– Как говорится, куй железо, пока горячо. Вы хотите, чтобы все вышли?
Райдаут снова покачал головой: слева направо, справа налево:
– Нет, мне потребуется помощь.
Фокусники без этого не обходятся, подумала Кэт, это часть шоу.
Ветер за окном взвыл, смолк, а потом снова завыл. Свет в доме замигал. Генератор, тоже произведение искусства, на заднем дворе дома рявкнул и замолчал.
Райдаут присел на край кровати:
– Мистер Дженсен справится. Мне кажется, он сильный, и у него хорошая реакция.
– Вы правы, – сказал Ньюсом. – В колледже он играл в футбол. В защите. С тех самых пор не потерял формы.
– Разве что чуть-чуть, – скромно потупился Дженсен.
Райдаут наклонился к Ньюсому. Его темные, глубоко посаженные глаза внимательно изучали испуганное лицо миллиардера:
– Ответьте мне на один вопрос, сэр. Какого цвета ваша боль?
– Зеленая, – ответил Ньюсом, с восхищением глядя на священника. – Моя боль зеленого цвета.
Райдаут кивнул: вверх-вниз, вверх-вниз. Он не отводил глаз от лица Ньюсома. Кэт была уверена, скажи последний, что его боль синяя, или фиолетовая, как легендарный Пурпурный Людоед[2], кивок Райдаута был бы исполнен такой же торжественности и значения. Со страхом и изумлением она вдруг подумала: А ведь я могу и не сдержаться. Вполне могу. Это будет самая дорогая истерика в моей жизни, и все-таки я на нее способна.
– Где она находится?
– Везде, – это был почти стон. Мелисса сделала шаг вперед и с тревогой посмотрела на Дженсена. Кэт заметила, как тот едва заметно махнул головой, отсылая Мелиссу обратно к двери.
– Да, ему нравится, когда людям так кажется, – сказал Райдаут, – но это неправда. Закройте глаза и сосредоточьтесь. Вглядитесь в вашу боль. Сквозь ее притворные крики, не поддаваясь ее дешевому чревовещанию, найдите ее. Вы можете это сделать. Вы должны, если хотите, чтобы от этого был толк.
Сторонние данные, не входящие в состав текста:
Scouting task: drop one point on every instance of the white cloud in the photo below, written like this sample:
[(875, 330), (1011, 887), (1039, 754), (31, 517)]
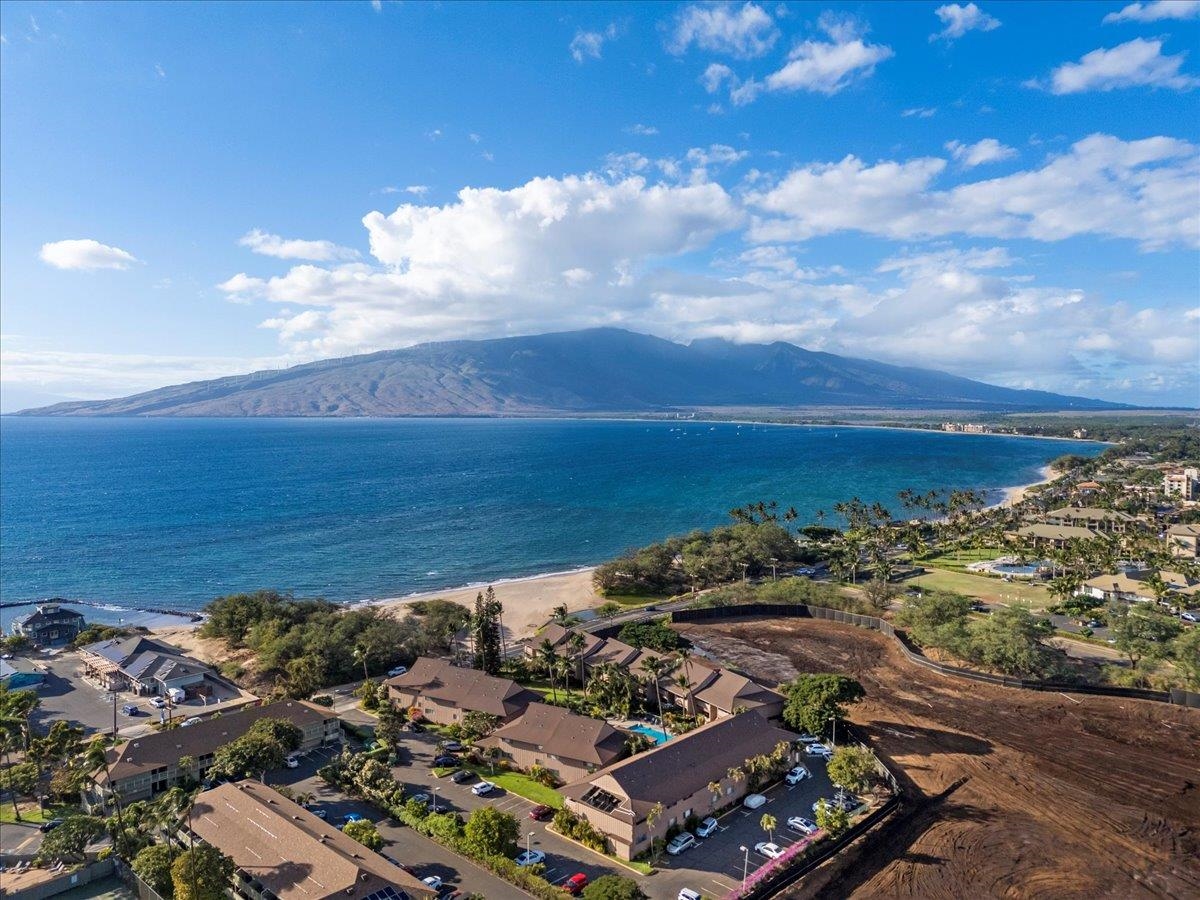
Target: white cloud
[(589, 45), (958, 19), (1156, 11), (84, 255), (743, 31), (489, 263), (1138, 63), (983, 151), (829, 66), (1139, 190), (273, 245)]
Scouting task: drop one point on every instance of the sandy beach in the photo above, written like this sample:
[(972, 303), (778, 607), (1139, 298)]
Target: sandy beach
[(528, 604)]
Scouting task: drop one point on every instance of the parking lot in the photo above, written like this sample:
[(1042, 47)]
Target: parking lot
[(713, 868)]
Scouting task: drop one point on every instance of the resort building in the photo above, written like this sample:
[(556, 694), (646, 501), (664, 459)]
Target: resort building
[(444, 693), (1135, 587), (1095, 520), (570, 745), (1183, 484), (143, 666), (1054, 535), (1185, 540), (281, 850), (678, 774), (147, 766), (49, 625)]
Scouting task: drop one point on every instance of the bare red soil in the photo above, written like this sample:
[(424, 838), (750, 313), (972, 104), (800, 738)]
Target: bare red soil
[(1008, 792)]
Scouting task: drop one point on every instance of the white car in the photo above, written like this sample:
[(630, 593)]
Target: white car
[(797, 774), (772, 851), (754, 801), (531, 857), (802, 825), (682, 841), (707, 827)]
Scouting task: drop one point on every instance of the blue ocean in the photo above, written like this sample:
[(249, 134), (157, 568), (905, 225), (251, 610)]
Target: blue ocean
[(171, 513)]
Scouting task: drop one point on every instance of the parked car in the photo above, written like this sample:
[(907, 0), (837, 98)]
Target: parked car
[(797, 774), (707, 827), (682, 841), (575, 885), (804, 826), (772, 851)]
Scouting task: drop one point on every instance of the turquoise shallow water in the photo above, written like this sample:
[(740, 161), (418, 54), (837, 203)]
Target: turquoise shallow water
[(172, 513)]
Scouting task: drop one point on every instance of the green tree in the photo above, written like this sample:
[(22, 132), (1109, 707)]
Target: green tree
[(1186, 654), (613, 887), (1140, 631), (852, 767), (833, 820), (70, 839), (365, 833), (492, 833), (153, 865), (202, 873), (815, 701)]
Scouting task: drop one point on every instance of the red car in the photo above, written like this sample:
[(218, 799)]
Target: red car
[(575, 885)]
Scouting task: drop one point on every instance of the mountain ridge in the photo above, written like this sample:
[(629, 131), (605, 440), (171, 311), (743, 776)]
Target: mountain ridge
[(603, 370)]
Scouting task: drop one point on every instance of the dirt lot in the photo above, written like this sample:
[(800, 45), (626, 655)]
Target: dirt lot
[(1012, 793)]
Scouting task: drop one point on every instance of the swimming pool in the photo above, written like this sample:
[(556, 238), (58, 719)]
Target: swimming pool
[(657, 735)]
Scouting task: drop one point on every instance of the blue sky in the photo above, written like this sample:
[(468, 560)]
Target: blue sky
[(1005, 191)]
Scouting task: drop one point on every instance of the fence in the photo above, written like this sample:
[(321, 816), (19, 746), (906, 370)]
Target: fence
[(1176, 696)]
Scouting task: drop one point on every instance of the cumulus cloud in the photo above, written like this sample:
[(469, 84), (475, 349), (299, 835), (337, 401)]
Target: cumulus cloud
[(742, 31), (84, 255), (273, 245), (958, 19), (829, 66), (1156, 11), (589, 45), (491, 261), (983, 151), (1140, 190), (1138, 63)]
Ньюсом закрыл глаза. Минуты полторы в комнате царила тишина, только ветер выл за окном, яростно бросая в стекла капли дождя. На руке у Кэт были старомодные механические часы, много лет назад подаренные отцом на окончание школы медсестер; когда ветер на мгновение умолк, в комнате стало так тихо, что она услышала, как они тикают. Где-то в дальнем конце дома, как всегда по вечерам, прибираясь в кухне, Тоня Эндрюс тихонько напевала: «Жених причесан, приодет. Он саблю взял и пистолет. И лихо шпорами звеня, вскочил на резвого коня».
Наконец Ньюсом сказал:
– Она у меня в груди. Наверху, почти у горла, в самой трахее.
– Вы можете ее увидеть? Сосредоточьтесь!
На лбу Ньюсома появились вертикальные складки. Шрамы, оставшиеся после катастрофы, вздулись от напряжения.
– Я вижу ее. Она пульсирует в такт с моим сердцем, – губы Ньюсома скривились от отвращения. – Какая мерзость!
Райдаут придвинулся почти вплотную к Ньюсому: – Это шар, да? Зеленый шар.
– Да, да! Маленький зеленый шар, который дышит!
И он похож на теннисный мячик, который ты спрятал в рукаве или коробке для завтраков, святой отец, подумала Кэт.
Вдруг, как будто она действительно управляла им силой своей мысли (а не просто предугадывала действия этого нелепого актеришки), Райдаут сказал:
– Мистер Дженсен. По стулом, на котором я сидел, стоит коробка. Поднимите ее, откройте и встаньте рядом. Больше от вас в данный момент ничего не требуется. Просто…
И тут Кэт Макдональд щелкнула пальцами. На самом деле щелчок прозвучал у нее в голове. С таким звуком Роджер Миллер щелкал пальцами во вступлении к песне «Король дорог».
Она встала рядом с Райдаутом и оттолкнула его плечом в сторону. Хоть он и был выше ростом, но она, полжизни поднимавшая и ворочавшая пациентов, оказалась гораздо сильнее священника.